I blink, looking between Katherine and Gally, trying to understand. "What? Why, no?" Judging by the flare in Katherine's nostrils, I bet that she could hear the hurt in my voice.

"I said, 'no' Luca. You cannot go to Homecoming. Not after going Krusnik at some party with a bunch of teenage kids," Her upper lip curls in disgust. "You are a danger to your classmates, to your house mates and to yourself."

"Katherine!" Gally gasps. She stands up. "No, that is not an acceptable way to speak to a child. Please, stop this now!"

Katherine bites her tongue, probably to hold back a bad remark. After a long pause, she turns to Gally and says, "You have to agree, Gally. Luca is too unstable to go out right now. Maybe next year, right?"

Hesitantly, Gally nods. "Yes, Luca, dear, I am sorry but I have to agree with Katherine. There will be lots of opportunities to lose control. Children are still haunted by Six coming down to the town, if they see another Krusnik is among them..." she trails off looking guilty. Finally, hazel eyes meet mine and she says, "I'm sorry, Luca."

A frustrated anger wells inside me. I clench my fists, a very familiar prickle in my eyes, but I bow my head and nod, "As you wish." My voice sounded defeated, even to me. I turn and run up the stairs, down the hall and to the last door facing the back of the house.
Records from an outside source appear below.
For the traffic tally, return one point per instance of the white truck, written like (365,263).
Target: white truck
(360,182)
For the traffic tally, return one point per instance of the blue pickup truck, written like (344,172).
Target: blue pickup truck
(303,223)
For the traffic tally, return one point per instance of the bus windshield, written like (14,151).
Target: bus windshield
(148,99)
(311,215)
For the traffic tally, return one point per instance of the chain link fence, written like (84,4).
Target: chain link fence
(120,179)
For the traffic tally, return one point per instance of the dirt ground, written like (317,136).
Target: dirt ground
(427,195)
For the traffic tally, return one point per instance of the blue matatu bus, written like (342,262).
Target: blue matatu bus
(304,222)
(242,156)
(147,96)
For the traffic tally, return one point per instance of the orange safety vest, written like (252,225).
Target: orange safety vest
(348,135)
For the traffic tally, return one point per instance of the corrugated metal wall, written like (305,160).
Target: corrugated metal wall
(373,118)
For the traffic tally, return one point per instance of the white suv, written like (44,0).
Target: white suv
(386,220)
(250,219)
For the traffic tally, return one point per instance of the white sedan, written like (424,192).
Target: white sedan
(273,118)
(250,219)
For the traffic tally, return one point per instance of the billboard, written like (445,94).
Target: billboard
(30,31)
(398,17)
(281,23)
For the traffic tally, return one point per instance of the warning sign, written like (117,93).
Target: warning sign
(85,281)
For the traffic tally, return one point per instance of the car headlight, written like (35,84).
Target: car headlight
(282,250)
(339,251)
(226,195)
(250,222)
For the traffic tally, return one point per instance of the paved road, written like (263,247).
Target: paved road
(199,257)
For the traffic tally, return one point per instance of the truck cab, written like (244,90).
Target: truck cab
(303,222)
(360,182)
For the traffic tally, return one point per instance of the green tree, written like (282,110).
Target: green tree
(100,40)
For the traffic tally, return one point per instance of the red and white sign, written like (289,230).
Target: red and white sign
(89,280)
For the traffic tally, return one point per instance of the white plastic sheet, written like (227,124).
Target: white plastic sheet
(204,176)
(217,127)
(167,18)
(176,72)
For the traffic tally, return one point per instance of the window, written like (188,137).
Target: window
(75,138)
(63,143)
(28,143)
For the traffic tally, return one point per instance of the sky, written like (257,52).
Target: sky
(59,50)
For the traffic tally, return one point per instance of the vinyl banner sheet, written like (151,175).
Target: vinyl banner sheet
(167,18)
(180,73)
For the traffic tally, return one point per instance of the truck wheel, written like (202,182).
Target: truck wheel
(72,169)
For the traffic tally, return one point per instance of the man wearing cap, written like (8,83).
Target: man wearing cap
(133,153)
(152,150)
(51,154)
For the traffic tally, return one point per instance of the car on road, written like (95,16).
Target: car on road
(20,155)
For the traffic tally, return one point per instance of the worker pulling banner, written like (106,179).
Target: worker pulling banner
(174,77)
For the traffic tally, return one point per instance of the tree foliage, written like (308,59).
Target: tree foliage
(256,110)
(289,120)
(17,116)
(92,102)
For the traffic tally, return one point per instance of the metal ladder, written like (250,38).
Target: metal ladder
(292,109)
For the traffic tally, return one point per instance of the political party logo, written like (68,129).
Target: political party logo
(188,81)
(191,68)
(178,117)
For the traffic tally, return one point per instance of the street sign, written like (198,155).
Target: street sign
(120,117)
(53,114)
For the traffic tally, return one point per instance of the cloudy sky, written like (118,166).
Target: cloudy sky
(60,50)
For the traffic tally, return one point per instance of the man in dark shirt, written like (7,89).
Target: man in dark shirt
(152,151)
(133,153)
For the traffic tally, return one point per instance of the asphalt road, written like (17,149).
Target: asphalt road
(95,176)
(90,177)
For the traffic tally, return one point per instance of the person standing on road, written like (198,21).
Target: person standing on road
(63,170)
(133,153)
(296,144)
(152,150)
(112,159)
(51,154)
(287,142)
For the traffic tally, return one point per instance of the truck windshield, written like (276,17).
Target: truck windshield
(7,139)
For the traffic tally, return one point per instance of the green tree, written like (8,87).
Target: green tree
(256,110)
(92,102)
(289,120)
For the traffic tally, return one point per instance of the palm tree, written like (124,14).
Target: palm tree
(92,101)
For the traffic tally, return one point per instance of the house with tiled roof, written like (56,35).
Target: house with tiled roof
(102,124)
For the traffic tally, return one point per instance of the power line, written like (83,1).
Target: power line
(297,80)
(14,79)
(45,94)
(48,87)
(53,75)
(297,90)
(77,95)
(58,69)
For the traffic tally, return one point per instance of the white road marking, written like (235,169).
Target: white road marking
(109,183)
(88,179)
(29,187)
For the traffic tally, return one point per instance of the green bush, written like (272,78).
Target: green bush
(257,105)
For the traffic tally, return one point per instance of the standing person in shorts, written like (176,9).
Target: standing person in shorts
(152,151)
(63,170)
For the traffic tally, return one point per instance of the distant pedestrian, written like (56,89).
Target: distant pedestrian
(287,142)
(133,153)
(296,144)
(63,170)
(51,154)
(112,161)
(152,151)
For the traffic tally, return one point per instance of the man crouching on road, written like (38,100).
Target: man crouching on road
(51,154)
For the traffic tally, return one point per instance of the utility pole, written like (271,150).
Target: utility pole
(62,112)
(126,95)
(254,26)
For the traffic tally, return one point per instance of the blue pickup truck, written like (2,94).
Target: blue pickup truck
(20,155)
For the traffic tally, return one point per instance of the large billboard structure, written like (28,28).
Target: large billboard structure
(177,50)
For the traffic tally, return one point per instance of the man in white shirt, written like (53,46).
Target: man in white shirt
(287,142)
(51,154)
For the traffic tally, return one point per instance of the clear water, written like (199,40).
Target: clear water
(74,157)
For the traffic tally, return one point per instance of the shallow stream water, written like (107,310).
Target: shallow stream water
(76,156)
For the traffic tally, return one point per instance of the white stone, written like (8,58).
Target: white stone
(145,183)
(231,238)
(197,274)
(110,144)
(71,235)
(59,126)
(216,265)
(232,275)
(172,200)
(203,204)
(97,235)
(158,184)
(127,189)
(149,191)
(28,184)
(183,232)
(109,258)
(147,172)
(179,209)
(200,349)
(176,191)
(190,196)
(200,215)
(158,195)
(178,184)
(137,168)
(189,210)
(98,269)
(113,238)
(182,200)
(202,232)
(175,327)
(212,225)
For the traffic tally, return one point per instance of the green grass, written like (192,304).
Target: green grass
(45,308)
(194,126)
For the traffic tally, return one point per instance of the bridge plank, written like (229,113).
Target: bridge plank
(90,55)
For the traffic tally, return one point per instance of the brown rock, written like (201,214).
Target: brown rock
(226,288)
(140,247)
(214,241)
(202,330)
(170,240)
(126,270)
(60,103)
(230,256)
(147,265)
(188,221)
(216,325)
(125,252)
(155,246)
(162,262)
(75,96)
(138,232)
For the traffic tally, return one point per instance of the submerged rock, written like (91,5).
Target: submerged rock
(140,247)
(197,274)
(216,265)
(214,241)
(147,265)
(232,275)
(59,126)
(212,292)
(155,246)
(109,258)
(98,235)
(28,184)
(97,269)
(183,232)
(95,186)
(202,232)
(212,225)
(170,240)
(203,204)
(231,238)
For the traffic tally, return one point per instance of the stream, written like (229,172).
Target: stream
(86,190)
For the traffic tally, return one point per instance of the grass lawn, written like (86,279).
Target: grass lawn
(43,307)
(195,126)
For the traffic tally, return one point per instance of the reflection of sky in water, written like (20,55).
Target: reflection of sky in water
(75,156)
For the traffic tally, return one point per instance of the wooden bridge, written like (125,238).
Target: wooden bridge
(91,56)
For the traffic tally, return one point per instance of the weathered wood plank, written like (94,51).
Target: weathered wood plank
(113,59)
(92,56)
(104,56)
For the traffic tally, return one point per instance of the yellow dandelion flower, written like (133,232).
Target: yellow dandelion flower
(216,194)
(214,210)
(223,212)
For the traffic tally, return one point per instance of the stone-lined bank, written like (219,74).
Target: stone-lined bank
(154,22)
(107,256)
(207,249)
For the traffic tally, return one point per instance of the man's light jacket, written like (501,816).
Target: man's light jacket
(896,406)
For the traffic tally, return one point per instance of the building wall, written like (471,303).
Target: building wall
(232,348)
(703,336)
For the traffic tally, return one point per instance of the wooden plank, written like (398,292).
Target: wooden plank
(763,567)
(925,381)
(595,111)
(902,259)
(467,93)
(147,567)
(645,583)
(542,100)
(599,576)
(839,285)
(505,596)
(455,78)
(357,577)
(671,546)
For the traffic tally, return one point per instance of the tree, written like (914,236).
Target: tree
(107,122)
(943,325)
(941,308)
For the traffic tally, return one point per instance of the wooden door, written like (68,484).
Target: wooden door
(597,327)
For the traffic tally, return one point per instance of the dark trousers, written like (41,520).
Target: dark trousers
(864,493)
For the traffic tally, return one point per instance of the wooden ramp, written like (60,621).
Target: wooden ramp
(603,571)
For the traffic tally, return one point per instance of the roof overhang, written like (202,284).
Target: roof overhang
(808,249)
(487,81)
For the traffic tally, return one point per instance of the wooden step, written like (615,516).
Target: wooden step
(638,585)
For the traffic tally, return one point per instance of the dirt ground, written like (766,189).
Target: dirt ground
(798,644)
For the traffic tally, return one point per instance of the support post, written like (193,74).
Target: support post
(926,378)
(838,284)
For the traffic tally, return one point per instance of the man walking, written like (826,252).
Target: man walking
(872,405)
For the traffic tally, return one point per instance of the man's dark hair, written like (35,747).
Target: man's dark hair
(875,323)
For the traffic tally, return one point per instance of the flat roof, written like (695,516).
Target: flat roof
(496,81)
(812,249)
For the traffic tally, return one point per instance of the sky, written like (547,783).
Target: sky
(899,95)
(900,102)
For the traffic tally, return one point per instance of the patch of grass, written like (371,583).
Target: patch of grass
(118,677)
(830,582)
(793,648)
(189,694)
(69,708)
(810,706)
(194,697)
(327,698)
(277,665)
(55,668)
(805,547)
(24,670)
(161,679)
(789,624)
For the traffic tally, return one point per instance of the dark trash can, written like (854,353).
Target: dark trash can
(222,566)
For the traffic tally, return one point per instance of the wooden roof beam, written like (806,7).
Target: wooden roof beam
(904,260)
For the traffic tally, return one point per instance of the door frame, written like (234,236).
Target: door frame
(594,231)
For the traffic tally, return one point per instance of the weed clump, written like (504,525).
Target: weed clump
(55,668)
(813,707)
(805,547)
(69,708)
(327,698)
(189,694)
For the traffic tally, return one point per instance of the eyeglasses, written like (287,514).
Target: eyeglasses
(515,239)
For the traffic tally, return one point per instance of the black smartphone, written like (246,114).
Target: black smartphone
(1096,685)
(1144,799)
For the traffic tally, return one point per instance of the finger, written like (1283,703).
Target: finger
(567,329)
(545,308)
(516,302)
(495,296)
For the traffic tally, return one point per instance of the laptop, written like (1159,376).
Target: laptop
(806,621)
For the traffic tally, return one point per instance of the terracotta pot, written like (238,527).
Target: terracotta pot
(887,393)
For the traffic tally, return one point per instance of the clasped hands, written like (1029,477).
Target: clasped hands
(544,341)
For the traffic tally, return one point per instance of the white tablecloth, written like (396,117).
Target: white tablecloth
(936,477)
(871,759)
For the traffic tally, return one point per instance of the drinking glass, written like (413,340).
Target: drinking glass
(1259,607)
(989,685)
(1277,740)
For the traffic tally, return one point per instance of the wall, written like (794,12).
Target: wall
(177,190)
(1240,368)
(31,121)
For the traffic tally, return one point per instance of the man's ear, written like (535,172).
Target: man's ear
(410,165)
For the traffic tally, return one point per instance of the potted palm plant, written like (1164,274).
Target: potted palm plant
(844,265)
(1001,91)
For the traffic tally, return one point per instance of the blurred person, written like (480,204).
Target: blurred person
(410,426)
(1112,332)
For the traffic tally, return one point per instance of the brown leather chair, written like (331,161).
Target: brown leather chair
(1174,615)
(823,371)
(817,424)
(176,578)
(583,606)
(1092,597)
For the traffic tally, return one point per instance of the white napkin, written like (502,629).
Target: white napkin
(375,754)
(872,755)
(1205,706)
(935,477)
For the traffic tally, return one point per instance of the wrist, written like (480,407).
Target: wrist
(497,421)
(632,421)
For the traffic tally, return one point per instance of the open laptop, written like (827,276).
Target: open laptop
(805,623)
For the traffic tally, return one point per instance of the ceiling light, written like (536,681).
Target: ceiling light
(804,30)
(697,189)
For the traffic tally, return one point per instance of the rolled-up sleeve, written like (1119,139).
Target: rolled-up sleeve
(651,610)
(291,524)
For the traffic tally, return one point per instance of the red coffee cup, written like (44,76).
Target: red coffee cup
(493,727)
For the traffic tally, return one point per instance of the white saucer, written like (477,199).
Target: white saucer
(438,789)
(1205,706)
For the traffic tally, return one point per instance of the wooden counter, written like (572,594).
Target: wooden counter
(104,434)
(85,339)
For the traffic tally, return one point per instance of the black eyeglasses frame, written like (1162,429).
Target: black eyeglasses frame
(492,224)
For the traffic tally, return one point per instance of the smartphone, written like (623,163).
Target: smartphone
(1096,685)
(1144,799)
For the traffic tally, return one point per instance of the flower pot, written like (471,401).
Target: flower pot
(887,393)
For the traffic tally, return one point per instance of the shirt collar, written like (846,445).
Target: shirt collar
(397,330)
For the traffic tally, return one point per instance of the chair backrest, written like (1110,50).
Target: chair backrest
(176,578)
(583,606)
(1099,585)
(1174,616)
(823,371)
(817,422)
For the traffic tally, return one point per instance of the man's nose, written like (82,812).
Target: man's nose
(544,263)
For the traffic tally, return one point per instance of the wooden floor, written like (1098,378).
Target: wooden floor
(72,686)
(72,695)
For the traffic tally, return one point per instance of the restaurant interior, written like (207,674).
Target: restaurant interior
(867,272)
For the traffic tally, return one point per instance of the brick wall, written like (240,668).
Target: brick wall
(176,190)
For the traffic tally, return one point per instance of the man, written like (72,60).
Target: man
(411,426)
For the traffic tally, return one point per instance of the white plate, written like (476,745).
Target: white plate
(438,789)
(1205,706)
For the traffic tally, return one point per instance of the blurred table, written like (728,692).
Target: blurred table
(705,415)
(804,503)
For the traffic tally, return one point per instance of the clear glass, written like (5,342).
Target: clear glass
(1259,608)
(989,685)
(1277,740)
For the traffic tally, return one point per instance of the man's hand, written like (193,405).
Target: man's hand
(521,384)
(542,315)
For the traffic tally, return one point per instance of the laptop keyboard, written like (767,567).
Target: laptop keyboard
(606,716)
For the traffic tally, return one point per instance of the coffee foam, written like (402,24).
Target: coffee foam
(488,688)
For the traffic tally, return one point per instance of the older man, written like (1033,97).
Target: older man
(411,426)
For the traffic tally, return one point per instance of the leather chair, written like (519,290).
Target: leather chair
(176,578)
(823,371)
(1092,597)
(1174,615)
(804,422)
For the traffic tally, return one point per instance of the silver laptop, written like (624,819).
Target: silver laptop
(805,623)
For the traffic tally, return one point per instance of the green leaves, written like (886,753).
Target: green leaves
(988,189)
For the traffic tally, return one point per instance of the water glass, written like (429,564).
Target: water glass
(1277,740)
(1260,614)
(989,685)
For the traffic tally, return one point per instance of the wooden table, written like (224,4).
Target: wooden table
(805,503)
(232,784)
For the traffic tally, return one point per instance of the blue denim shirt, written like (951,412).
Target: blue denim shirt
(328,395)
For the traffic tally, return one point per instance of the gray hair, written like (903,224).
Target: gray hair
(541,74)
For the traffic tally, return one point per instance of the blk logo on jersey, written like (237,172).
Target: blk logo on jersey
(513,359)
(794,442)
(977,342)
I close the door and slide to the ground. I feel as though all the energy has been sucked out of me. I can understand where Katherine and Gally were coming from and, in all reality, I have no right to be upset. I was the one that screwed up but a part of me couldn't help but be bitter. It's not my fault I went Krusnik over the weekend. It's what I am!

Sometimes life is just so hard! And I wanted so badly to spend more time with Gabriel and Melody. They were the only people, except for Gally, who have shown me any sort of kindness. I want so badly to have friends, people who want to spend time with me, people who I can confide in; who aren't scared of me.

Truthfully though, Gabriel and Melody don't know that I'm a Krusnik and when they find out, they might not want to be my friends anymore. And that scares me.

My mind goes back to the first time I met Melody and when she told me about Six. The look of pure horror on her face and blatant fear in her eyes were unmistakable.

Melody, for sure, would never accept me for what I really am. Gabriel still hasn't showed me much about his feelings toward Krusnik.

I wipe away the angry tears, change into pajamas and crawl into bed. I feign sleep when Gally knocks on the door for dinner. After a few minutes, she gives up and leaves. I bury my face in my pillow and will myself to sleep and not dream.

***

"What?!" Melody gasps, grabbing hold of my arm, her long manicured nails digging into the flesh beneath the t-shirt. "Why can't you come?"

"What's up?" Gabriel asks, sitting next to Melody.

Melody looks to the dark haired boy, still holding my arm hostage. "Luca can't come to Homecoming with us!" Melody practically screams, causing our classmates to look over at us.